|Re: My Collection has Reached the Century Mark|
Message #13 Posted by Andrés C. Rodríguez (Argentina) on 1 Nov 2009, 7:14 p.m.,
in response to message #1 by Michael de Estrada
Only to add that the "Fate" company is a local maufacturer of vehicle tires. The name is an acronym for "Fabrica Argentina de Telas Engomadas", which translates to "Argentine Manufacturing Company for Rubberized Fabrics". It was a local startup in the post-WW II era, and is still one of the major tire manufacturers here.
So, what has this to do with calculators? Well, around 1973, Fate started an "electronics division", targeting digital electronics products. The most important was the "CIFRA" computer, programmed in the "CIFRAL" language, and a calculator line. It sported some desktop printing machines (the kind which prints on a paper strip by means of a rotating cylinder and two-colored inked ribbon), the "minicifra", which was a smaller, LED-display based desktop model, and the "microcifra", which were the pocketable models already discussed here.
It's interesting to note that some of the electronics engineers who worked on these projects, later started many electronics iniciatives here. One of them became Secretary of Industry around the mid-1980 period, and promoted electronics manufacturing, albeit with a strong supervision of the national state; a plan that was not successful (in my personal opinion; I may be wrong, and I mean no offense for people with different views).
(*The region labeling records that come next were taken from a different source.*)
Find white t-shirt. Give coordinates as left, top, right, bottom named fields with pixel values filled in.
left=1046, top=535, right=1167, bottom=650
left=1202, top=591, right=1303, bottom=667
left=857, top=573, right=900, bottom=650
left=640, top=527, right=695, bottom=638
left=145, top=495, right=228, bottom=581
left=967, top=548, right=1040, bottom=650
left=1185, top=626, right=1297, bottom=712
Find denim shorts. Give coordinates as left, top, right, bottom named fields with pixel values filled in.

Other engineers from the Cifra project started their own companies; I had been in contact with some of them and, strangely enough, I bought an HP 91/92/97 carrying case from them around 1984, and also received from them my HP 41 Wand by the same time.
About the Cifra brand, I think some other company bought the rights to the brand and nowadays you can find Cifra products in Buenos Aires, but with no local design nor content; most are just products from China, just rebadged as Cifra.
About selling overseas from here: while I don't know particular cases, in general it's very difficult and expensive, due to customs paperwork, money transfer issues, etc.. Some fear of goods never arriving to the intended destination may also be part of it.